Information about individual reactions that is independent of the thermodynamic
state can be obtained by accessing `Reaction` objects with the
`Kinetics.reaction` method::
>>> g = ct.Solution('gri30.cti')
>>> r = g.reaction(2) # get a Reaction object
>>> r
H + OH>
>>> r.reactants
{'H2': 1.0, 'O': 1.0}
>>> r.products
{'H': 1.0, 'OH': 1.0}
>>> r.rate
Arrhenius(A=38.7, b=2.7, E=2.61918e+07)
If we are interested in only certain types of reactions, we can use this
information to filter the full list of reactions to find the just the ones of
interest. For example, here we find the indices of just those reactions which
convert `CO` into `CO2`::
>>> II = [i for i,r in enumerate(g.reactions())

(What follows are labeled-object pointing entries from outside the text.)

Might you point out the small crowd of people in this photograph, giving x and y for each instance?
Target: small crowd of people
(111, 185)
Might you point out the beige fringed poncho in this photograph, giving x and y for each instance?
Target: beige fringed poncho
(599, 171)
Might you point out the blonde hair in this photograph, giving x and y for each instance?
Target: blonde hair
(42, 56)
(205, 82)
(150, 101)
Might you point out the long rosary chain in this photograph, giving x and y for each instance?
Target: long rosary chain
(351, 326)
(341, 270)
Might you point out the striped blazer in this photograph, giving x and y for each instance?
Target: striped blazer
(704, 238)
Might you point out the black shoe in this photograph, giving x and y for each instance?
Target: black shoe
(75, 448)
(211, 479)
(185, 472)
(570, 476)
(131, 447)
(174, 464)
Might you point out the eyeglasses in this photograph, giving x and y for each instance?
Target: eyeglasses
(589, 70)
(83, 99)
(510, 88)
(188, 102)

if 'CO' in r.reactants and 'CO2' in r.products]
>>> for i in II:
... print(g.reaction(i).equation)
CO + O (+M) <=> CO2 (+M)
CO + O2 <=> CO2 + O
CO + OH <=> CO2 + H
CO + HO2 <=> CO2 + OH
(Actually, we should also include reactions where the reaction is written such
that ``CO2`` is a reactant and ``CO`` is a product, but for this example, we'll
just stick to this smaller set of reactions.) Now, let's set the composition to
an interesting equilibrium state::
>>> g.TPX = 300, 101325, {'CH4':0.6, 'O2':1.0, 'N2':3.76}
>>> g.equilibrate('HP')
We can verify that this is an equilibrium state by seeing that the net reaction
rates are essentially zero::
>>> g.net_rates_of_progress[II]
array([ 4.06576e-20, -5.50571e-21, 0.00000e+00, -4.91279e-20])
Now, let's see what happens if we decrease the temperature of the mixture::
>>> g.TP = g.T-100, None
>>> g.net_rates_of_progress[II]
array([ 3.18645e-05, 5.00490e-08, 1.05965e-01, 2.89503e-06])
All of the reaction rates are positive, favoring the formation of ``CO2`` from
``CO``, with the third reaction, ``CO + OH <=> CO2 + H`` proceeding the fastest.
If we look at the enthalpy change associated with each of these reactions::
>>> g.delta_enthalpy[II]
array([ -5.33035e+08, -2.23249e+07, -8.76650e+07, -2.49170e+08])
we see that the change is negative in each case, indicating a net release of
thermal energy. The total heat release rate can be computed either from the
reaction rates::
>>> np.dot(g.net_rates_of_progress, g.delta_enthalpy)
-58013370.720881931
or from the species production rates::
>>> np.dot(g.net_production_rates, g.partial_molar_enthalpies)
-58013370.720881805
The contribution from just the selected reactions is:
>>> np.dot(g.net_rates_of_progress[II], g.delta_enthalpy[II])
-9307123.2625651453
Or about 16% of the total heat release rate.